A similar phenomenon has been happening in medicine. And, like my house, it’s been getting worse. There’s no time to spend with patients. There’s more and more on the schedule. There are more billing issues to focus on. More regulations. More pressure to see a greater number of patients. More hoops to jump through to maintain board certification. Doctors have time to swab a throat here, adjust a blood pressure medication there, give a quick reminder that someone’s due for a colonoscopy, tell a patient that it would be in his best health interest to lose a little weight. It’s like cleaning around the piles. It can sort of work for a short while, but the dirt builds up.

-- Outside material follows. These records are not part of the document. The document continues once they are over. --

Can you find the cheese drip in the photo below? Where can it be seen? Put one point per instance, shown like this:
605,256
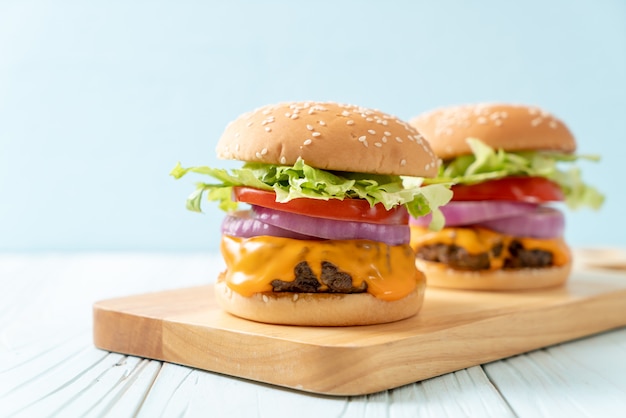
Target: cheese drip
482,240
252,263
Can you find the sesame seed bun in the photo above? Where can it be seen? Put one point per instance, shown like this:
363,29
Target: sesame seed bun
319,309
328,136
520,279
507,126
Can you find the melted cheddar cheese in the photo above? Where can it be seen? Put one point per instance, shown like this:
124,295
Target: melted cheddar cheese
252,263
482,240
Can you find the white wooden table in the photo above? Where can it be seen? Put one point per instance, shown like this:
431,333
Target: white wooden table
50,367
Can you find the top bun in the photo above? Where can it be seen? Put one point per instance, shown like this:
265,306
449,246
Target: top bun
506,126
329,136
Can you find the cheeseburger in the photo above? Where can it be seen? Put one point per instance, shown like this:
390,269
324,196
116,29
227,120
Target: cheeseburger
324,236
503,229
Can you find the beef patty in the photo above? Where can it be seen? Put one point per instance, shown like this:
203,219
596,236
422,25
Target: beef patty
331,280
459,258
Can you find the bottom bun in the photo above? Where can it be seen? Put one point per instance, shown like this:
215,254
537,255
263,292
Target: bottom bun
439,275
318,309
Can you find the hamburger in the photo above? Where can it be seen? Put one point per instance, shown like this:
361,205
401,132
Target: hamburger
323,238
504,228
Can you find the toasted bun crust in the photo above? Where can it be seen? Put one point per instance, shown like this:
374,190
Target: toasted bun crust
523,279
329,136
318,309
507,126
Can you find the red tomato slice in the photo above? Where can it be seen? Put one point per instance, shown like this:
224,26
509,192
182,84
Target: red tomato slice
519,189
347,210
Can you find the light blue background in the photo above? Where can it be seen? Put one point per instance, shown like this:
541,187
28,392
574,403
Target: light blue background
99,100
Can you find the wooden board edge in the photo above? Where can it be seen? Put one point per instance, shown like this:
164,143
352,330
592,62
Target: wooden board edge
118,332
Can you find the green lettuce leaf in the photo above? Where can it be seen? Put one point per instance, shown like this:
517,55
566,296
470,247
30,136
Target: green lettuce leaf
302,180
486,163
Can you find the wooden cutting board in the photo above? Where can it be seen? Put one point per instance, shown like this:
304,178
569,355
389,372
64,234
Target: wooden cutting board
454,330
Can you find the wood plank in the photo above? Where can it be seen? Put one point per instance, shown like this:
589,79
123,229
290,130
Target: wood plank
575,379
454,330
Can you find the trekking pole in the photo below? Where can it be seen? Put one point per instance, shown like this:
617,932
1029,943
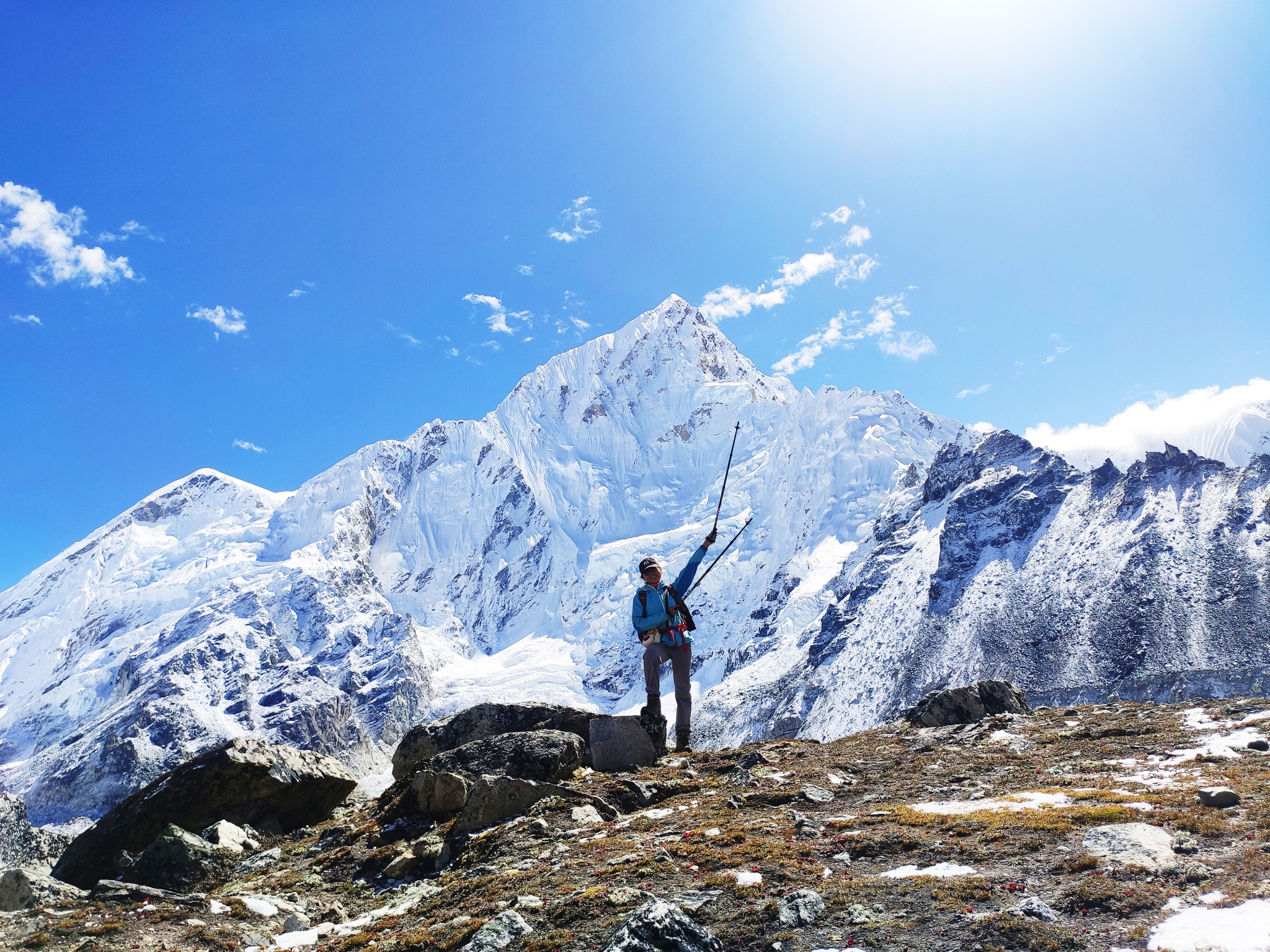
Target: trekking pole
726,477
703,578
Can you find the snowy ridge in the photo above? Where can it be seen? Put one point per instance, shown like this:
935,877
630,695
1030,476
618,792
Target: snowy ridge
494,559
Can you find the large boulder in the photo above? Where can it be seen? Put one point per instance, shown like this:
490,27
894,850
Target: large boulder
27,888
973,702
20,844
244,781
546,756
426,741
175,861
658,926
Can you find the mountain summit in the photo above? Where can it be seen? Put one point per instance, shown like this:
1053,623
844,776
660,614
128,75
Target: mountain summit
890,550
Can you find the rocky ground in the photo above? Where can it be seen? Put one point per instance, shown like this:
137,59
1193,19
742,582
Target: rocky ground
1070,828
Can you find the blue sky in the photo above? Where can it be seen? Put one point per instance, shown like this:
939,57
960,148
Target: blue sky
1067,209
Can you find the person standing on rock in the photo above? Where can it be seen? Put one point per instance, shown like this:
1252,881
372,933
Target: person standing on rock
665,626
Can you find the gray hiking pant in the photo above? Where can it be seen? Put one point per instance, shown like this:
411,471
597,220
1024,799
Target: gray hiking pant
681,664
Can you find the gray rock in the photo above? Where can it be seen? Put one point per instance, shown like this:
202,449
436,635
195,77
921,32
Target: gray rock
494,799
174,861
426,741
260,861
29,888
544,756
1219,796
243,781
799,908
230,837
22,844
1034,908
694,899
659,927
620,743
504,931
1132,844
973,702
438,792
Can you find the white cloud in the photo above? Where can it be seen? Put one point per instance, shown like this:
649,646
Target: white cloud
842,332
908,345
38,230
858,235
575,221
497,319
1231,425
130,229
224,319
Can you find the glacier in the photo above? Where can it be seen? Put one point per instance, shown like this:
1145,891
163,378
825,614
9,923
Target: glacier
892,551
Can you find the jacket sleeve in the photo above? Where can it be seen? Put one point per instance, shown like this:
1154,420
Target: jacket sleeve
690,571
655,612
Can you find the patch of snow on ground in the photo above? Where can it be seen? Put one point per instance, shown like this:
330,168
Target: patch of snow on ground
1014,803
905,873
1242,928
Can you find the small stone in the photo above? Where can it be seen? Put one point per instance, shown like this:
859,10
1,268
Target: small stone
1034,908
499,932
1185,843
1219,796
801,908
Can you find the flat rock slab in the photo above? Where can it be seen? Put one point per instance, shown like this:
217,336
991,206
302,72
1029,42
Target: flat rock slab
426,741
969,703
659,926
27,889
244,781
620,743
1132,844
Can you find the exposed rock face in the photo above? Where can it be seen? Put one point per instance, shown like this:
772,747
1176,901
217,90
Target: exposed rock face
20,844
27,889
545,756
177,860
242,781
505,930
658,926
426,741
801,908
973,702
1132,844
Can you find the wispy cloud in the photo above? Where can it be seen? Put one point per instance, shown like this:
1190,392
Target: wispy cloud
577,221
228,320
730,301
130,229
38,231
845,330
1227,425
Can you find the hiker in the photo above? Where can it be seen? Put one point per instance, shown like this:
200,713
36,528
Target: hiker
665,626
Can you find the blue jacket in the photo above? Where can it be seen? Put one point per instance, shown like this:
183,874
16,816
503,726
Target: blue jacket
657,601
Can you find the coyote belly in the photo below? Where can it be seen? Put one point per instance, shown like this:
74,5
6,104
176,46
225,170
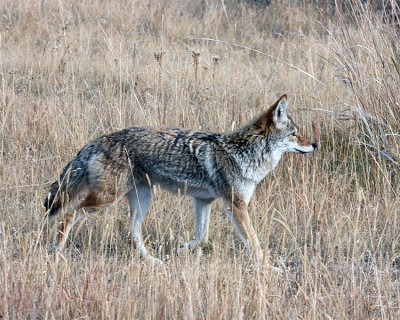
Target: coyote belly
204,165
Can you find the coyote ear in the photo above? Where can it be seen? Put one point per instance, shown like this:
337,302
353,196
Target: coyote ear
279,113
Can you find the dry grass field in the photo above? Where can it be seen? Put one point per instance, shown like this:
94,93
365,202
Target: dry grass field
73,70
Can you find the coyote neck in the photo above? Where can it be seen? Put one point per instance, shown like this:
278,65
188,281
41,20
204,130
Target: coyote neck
253,153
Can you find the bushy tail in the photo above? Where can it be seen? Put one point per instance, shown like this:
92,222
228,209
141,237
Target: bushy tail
61,192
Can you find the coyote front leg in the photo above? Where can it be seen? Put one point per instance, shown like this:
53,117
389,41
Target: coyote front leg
239,216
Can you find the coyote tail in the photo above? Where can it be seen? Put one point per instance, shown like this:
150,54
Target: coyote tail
66,188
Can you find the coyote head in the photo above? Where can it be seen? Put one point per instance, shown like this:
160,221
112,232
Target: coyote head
282,132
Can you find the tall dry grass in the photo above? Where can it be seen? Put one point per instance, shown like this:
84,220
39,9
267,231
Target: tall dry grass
71,70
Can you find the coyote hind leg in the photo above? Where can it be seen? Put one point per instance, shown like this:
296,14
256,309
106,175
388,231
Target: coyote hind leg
139,202
202,208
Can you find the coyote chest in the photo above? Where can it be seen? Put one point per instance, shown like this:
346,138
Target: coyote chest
255,171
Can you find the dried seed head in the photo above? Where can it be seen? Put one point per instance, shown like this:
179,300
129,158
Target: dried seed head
158,57
195,56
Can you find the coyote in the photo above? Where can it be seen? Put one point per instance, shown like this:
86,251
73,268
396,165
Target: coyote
204,165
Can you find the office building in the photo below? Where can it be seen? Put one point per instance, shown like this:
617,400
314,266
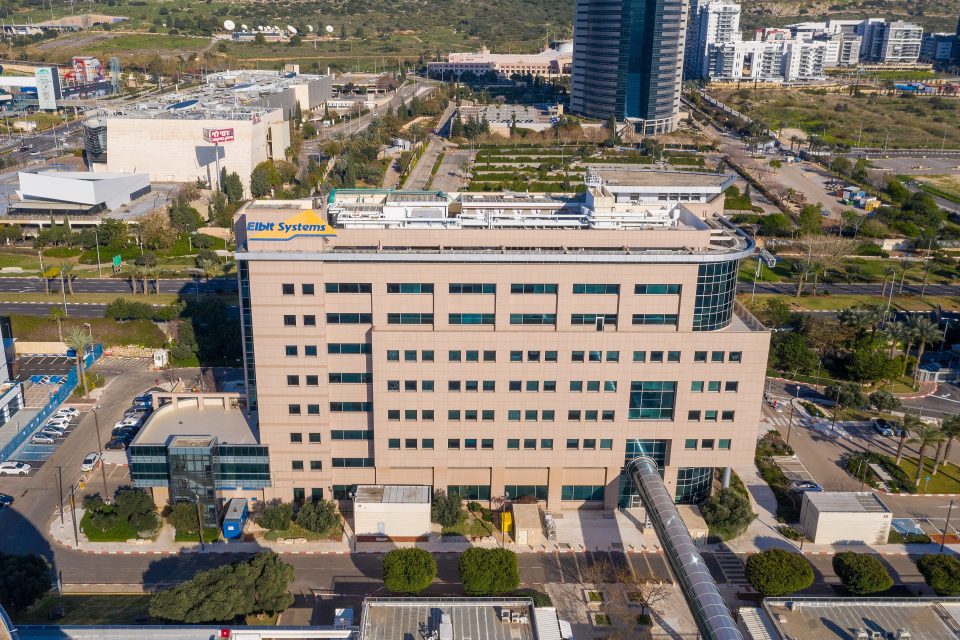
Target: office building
717,22
628,61
501,344
549,63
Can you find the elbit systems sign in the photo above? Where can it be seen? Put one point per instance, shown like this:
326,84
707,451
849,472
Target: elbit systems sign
305,223
216,136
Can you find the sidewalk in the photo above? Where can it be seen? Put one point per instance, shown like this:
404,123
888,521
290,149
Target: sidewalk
577,531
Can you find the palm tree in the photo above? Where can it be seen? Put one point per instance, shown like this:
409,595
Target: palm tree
57,314
79,340
907,426
951,429
925,435
66,275
924,332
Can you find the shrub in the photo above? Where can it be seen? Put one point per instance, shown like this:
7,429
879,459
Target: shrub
727,512
488,571
408,570
776,572
445,509
942,573
862,573
276,516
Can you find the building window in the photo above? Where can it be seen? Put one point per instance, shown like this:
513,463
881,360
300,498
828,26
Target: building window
656,289
345,348
582,492
409,318
652,400
472,287
349,318
533,288
348,287
533,318
410,287
655,319
471,318
596,288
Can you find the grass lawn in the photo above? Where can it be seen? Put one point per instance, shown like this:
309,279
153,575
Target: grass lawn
469,526
120,609
210,534
119,533
111,332
947,479
296,531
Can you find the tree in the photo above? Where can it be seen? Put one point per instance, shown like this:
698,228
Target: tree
408,570
942,573
883,401
80,341
925,435
908,425
58,315
861,573
485,572
23,580
276,516
318,517
258,585
264,179
445,508
727,512
776,572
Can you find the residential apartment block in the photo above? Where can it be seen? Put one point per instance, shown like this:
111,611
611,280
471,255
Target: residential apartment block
501,344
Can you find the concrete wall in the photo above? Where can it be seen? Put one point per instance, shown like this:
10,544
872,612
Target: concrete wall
399,520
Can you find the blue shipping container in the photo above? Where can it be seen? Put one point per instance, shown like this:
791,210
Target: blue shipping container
235,518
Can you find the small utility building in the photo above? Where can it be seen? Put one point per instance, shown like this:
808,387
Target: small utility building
832,517
400,513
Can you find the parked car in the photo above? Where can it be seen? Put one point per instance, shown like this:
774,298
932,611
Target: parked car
883,427
90,462
805,486
12,468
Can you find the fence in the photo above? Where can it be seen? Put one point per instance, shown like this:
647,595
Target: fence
56,399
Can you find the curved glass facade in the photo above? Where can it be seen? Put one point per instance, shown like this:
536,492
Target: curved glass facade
693,484
716,291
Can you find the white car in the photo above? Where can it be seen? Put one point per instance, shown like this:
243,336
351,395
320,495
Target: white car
90,462
14,468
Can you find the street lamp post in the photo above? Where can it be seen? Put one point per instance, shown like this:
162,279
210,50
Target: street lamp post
199,521
946,525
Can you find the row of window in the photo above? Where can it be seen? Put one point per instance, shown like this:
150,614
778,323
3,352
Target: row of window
307,289
513,444
290,320
707,444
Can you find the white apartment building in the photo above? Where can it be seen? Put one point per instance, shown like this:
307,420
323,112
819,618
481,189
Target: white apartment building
717,21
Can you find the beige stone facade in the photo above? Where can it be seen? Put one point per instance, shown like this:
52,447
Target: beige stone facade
501,409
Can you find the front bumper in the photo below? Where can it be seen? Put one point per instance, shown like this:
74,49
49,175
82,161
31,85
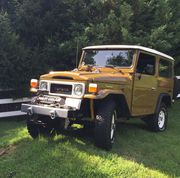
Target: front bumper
48,111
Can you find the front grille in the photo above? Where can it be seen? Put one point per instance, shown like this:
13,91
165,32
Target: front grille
61,89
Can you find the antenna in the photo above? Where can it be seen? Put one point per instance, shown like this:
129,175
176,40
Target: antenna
77,49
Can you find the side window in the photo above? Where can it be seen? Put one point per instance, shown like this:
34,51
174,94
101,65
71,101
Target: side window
146,64
165,68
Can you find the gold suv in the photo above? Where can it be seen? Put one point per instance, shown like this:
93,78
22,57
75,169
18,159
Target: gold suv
111,83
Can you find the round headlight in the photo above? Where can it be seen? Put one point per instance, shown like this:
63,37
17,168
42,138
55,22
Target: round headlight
43,86
78,90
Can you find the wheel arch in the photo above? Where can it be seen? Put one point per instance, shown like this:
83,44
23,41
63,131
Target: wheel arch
163,98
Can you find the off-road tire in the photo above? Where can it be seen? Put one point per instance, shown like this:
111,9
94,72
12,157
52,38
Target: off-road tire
158,122
104,125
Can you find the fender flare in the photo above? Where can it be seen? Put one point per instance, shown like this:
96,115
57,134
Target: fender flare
163,97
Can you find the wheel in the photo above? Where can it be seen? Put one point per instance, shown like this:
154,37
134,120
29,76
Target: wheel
88,125
105,124
158,121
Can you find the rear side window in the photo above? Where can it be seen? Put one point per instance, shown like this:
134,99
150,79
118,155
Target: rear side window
165,68
146,64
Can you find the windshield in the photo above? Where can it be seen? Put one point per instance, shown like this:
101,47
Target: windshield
104,58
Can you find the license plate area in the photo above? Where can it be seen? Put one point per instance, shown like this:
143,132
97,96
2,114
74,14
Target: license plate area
51,100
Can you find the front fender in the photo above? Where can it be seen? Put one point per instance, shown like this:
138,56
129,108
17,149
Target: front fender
102,94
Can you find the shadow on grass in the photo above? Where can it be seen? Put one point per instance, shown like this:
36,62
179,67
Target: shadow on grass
134,142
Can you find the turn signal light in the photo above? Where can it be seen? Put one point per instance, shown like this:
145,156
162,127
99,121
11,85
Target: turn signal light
34,83
92,88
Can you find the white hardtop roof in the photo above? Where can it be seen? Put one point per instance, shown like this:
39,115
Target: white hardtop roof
129,47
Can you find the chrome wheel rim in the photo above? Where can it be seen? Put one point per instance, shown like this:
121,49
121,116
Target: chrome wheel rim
161,119
113,125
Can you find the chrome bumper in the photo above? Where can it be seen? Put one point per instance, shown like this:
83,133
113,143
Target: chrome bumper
44,110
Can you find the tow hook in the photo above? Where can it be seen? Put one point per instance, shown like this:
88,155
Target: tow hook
53,114
30,111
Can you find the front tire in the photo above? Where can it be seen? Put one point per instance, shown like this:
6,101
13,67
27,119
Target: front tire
105,124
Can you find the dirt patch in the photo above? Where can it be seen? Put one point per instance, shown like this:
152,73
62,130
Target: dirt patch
7,150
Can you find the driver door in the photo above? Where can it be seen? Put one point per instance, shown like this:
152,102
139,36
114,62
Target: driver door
145,86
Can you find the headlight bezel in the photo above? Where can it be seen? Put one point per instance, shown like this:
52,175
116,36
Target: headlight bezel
78,89
43,86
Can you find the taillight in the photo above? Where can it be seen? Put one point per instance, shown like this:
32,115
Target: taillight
34,83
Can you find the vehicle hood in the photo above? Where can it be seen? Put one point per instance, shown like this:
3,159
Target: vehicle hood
112,77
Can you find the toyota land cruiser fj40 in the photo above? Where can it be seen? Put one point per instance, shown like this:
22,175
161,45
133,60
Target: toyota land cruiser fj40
111,83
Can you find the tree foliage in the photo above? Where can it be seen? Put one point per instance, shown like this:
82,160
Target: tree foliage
37,36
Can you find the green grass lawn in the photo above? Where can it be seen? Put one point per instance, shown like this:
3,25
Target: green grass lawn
137,152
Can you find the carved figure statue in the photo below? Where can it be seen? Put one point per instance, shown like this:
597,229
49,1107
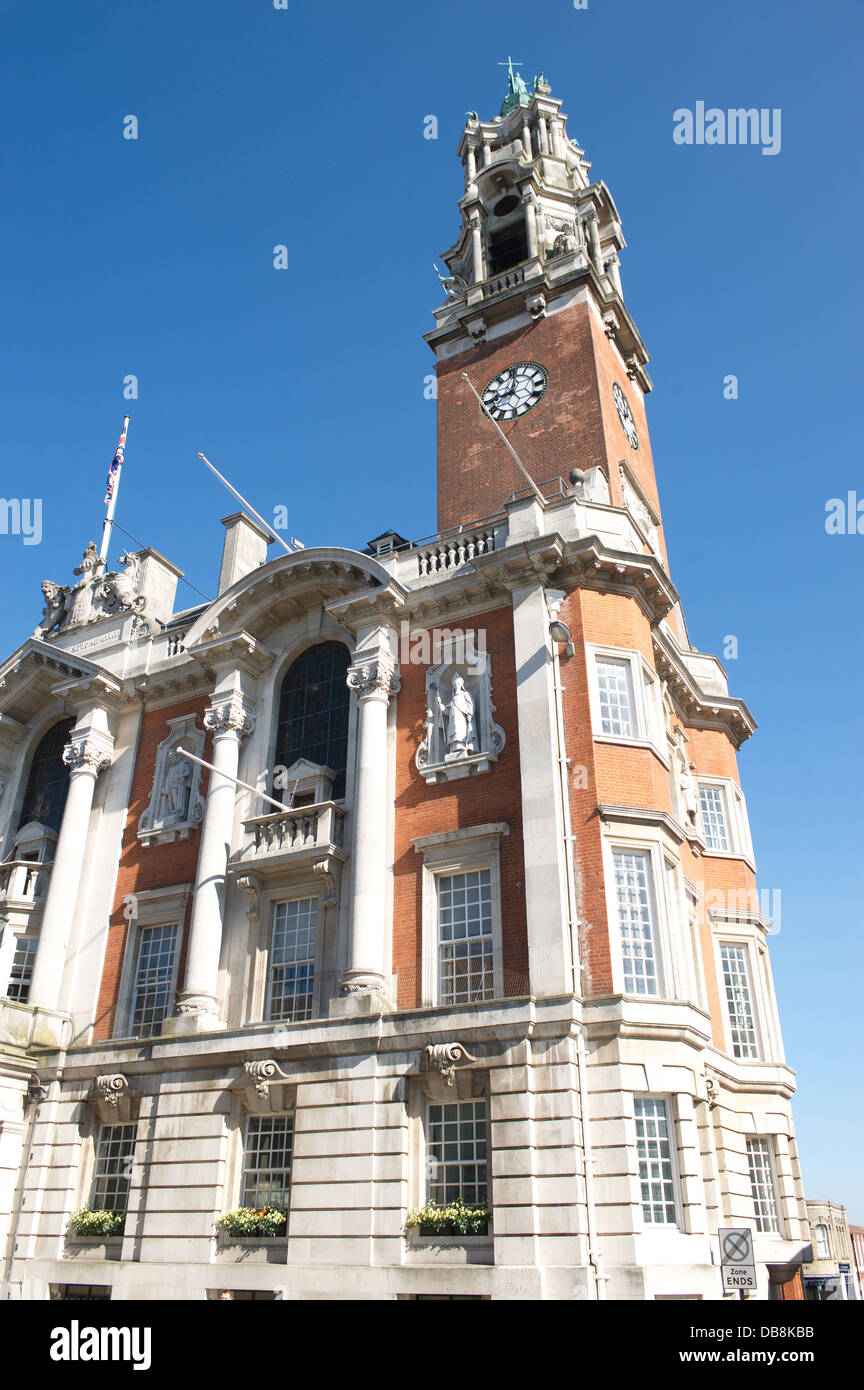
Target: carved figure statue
460,733
686,781
82,597
175,790
56,602
453,285
118,591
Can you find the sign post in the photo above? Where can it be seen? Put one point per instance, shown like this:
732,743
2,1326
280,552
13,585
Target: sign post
736,1261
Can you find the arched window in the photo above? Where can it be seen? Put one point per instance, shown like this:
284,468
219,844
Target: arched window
49,780
314,710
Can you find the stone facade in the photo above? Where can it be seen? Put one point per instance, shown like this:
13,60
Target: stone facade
606,1020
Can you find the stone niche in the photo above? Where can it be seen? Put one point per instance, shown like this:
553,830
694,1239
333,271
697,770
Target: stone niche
461,737
175,798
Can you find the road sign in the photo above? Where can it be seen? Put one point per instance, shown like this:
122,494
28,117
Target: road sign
736,1257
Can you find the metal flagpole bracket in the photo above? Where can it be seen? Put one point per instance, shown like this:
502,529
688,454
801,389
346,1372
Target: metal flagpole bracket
249,508
507,445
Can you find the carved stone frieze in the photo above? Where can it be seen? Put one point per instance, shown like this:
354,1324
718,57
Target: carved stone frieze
88,752
374,679
264,1087
229,716
447,1072
113,1098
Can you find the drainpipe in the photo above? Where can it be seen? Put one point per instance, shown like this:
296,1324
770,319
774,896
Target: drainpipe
554,598
553,601
595,1254
36,1093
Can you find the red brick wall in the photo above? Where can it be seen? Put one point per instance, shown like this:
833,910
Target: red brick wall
575,424
157,866
428,809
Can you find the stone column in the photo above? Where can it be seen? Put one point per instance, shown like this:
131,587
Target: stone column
593,241
364,987
86,754
229,719
531,223
477,249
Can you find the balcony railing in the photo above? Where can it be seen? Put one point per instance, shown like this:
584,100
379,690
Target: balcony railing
24,880
292,831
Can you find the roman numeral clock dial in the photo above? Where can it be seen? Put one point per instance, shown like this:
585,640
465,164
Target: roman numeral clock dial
625,416
514,391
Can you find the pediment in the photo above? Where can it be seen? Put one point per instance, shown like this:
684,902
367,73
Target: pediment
29,676
285,590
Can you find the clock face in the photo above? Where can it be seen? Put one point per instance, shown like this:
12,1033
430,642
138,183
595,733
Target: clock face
514,391
625,416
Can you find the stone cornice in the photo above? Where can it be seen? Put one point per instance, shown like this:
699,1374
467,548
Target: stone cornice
238,651
699,708
549,559
370,606
643,816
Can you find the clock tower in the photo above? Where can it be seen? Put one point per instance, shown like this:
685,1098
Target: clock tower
535,319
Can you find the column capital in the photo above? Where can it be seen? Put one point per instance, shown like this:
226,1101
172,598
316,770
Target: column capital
375,677
88,751
229,715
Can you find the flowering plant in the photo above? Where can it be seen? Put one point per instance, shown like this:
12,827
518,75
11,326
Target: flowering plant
84,1222
457,1218
246,1222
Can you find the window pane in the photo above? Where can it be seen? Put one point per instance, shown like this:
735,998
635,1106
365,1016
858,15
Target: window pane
761,1184
292,962
314,712
22,969
636,920
616,698
113,1168
656,1173
736,983
267,1161
153,980
714,818
464,937
456,1140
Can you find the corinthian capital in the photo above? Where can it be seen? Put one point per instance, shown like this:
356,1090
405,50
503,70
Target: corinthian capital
88,752
375,677
229,716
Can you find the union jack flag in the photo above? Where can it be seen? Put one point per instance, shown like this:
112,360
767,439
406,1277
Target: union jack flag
117,462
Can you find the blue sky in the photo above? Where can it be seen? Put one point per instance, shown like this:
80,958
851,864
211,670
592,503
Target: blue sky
304,128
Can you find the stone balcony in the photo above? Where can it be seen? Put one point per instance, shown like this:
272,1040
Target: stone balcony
292,837
24,883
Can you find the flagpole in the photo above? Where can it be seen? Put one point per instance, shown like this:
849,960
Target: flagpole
109,521
202,762
507,445
249,508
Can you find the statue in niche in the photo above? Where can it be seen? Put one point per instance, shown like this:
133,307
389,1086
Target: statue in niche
460,731
175,790
686,781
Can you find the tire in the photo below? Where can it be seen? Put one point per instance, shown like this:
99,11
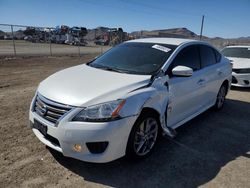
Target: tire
143,136
221,97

Every so often, a doctor’s got to sit with her patient and do the equivalent of a deep housecleaning. Find out what’s going on in the patient’s life. Listen to the fact that her son’s been out of work for a year. Maybe that’ll give you the clue that perhaps the reason you’ve had to increase her insulin prescription so much recently is that she’s been giving half of it to her son, who also has diabetes.
My husband and I have spent 8-and-a-half hours so far today straightening and cleaning. We’ve got a little over an hour to finish whatever we’re able before his parents arrive.
It’ll be OK. The bathrooms with which they’ll have contact are thoroughly clean. There is no dust and there are no piles of clothing in the room where they’ll be sleeping. And much of the rest of the house is a heck of a lot better than it was. We’ve done a pretty good job. Not the ideal, whole-house deep clean, but targeted deep clean with broad adequate cleaning. Kind of like a doctor’s visit that focuses on diabetes, high blood pressure, smoking cessation, headaches, ways to reduce stress, healthy eating advice, and ways to fit exercise into a daily routine, The next visit will address the need for a screening colonoscopy, and will describe the preparation for it.
That prep would be the equivalent of our cleaning out our basement. Maybe I’ll wait until I’m 50.